Helping to test an open source project and provide feedback on success or failure of those tests is also a helpful contribution. Submitting the results of testing as a comment on a Pull Request of a specific feature or as an Issue when testing the entire project is the best approach for providing testing results.

Workflow

The develop branch is the development branch which means it contains the next version to be released. main contains the stable development version.

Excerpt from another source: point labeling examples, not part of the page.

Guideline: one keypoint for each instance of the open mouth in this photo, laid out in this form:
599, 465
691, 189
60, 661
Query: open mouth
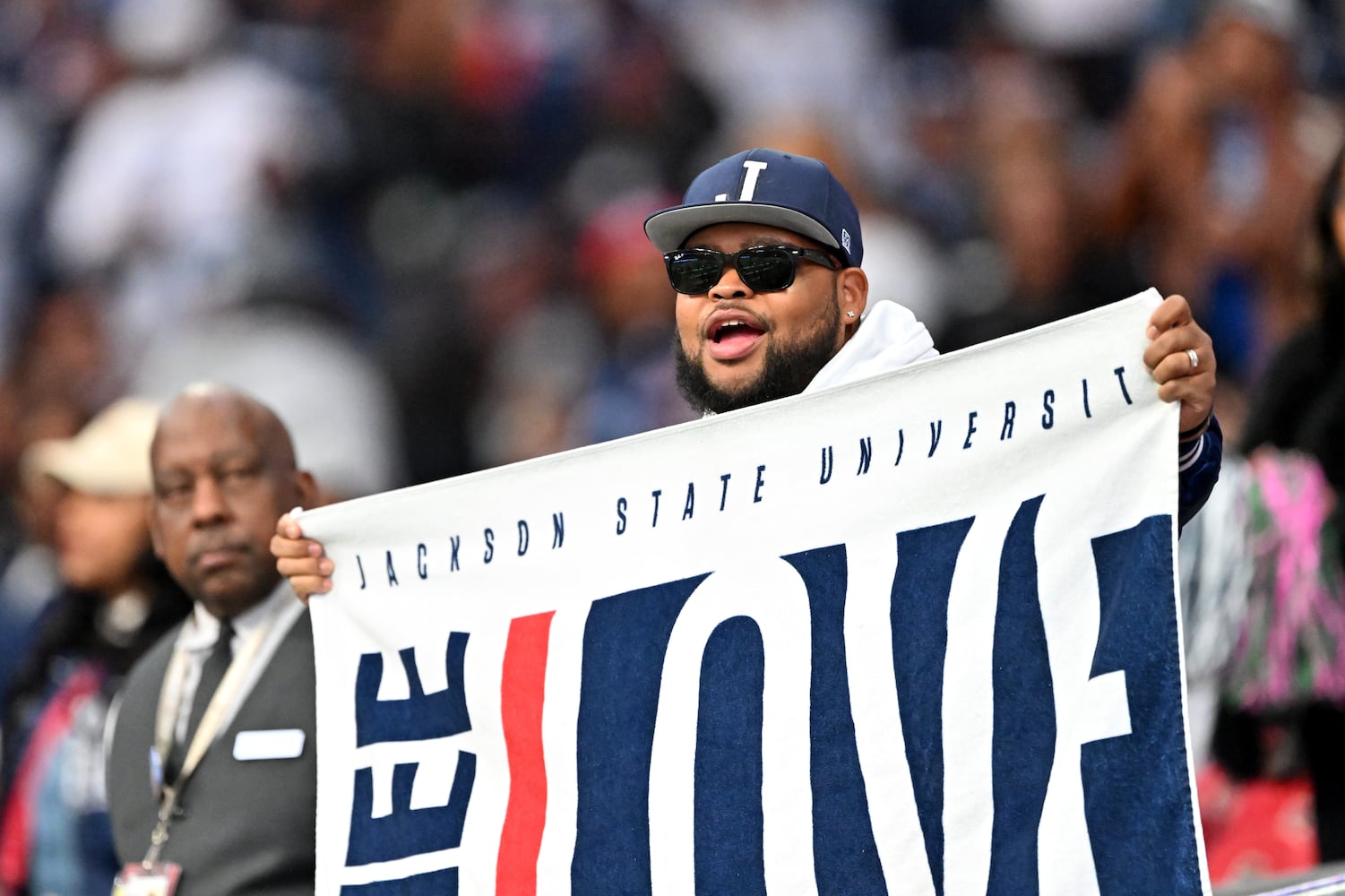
733, 330
732, 338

Always work on the develop branch and open up PRs against develop.

Release Process

This project uses Release Please for automated releases:

  1. Commit your changes using conventional commit format
  2. Merge to develop - When commits are merged to develop, Release Please automatically:
    • Analyzes commits since the last release
    • Creates/updates a Release PR with changelog and version bump
  3. Merge the Release PR - When the Release PR is merged:
    • A new GitHub Release is created
    • The package is published to npm
    • Tags are created automatically

Manual Release Steps (if needed)

  1. Branch: Starting from develop, cut a release branch named release/X.Y.Z for your changes.
  2. Version bump: Ensure package.json version is correct (usually handled by Release Please).
  3. Changelog: Verify CHANGELOG.md is updated (usually handled by Release Please).
  4. Props: Update wiki/CREDITS.md file with any new contributors, and confirm maintainers are accurate.
  5. New files: Check to be sure any new files/paths that are unnecessary in the production version are included in .gitattributes or .distignore.
  6. Readme updates: Make any other readme changes as necessary in the README.md file.
  7. Merge: Make a non-fast-forward merge from your release branch to develop (or merge the pull request), then do the same for develop into main.
  8. Push: Push your main branch to GitHub.
  9. Compare main to develop to ensure no additional changes were missed.
  10. Test the pre-release ZIP locally by downloading it from the Build Plugin action artifact.

What to do if things go wrong

If you run into issues during the release process and things have NOT fully deployed to npm or other external locations, then the best thing to do will be to delete any Tag or Release that's been created, research what's wrong, and once things are resolved work on re-tagging and re-releasing.

If you run into issues during the release process and things HAVE deployed externally, then the best thing to do will be to research what's wrong and once things are resolved work on a patch release. At the top of the changelog / release notes it's best to note that it's a hotfix to resolve whatever issues were found after the previous release.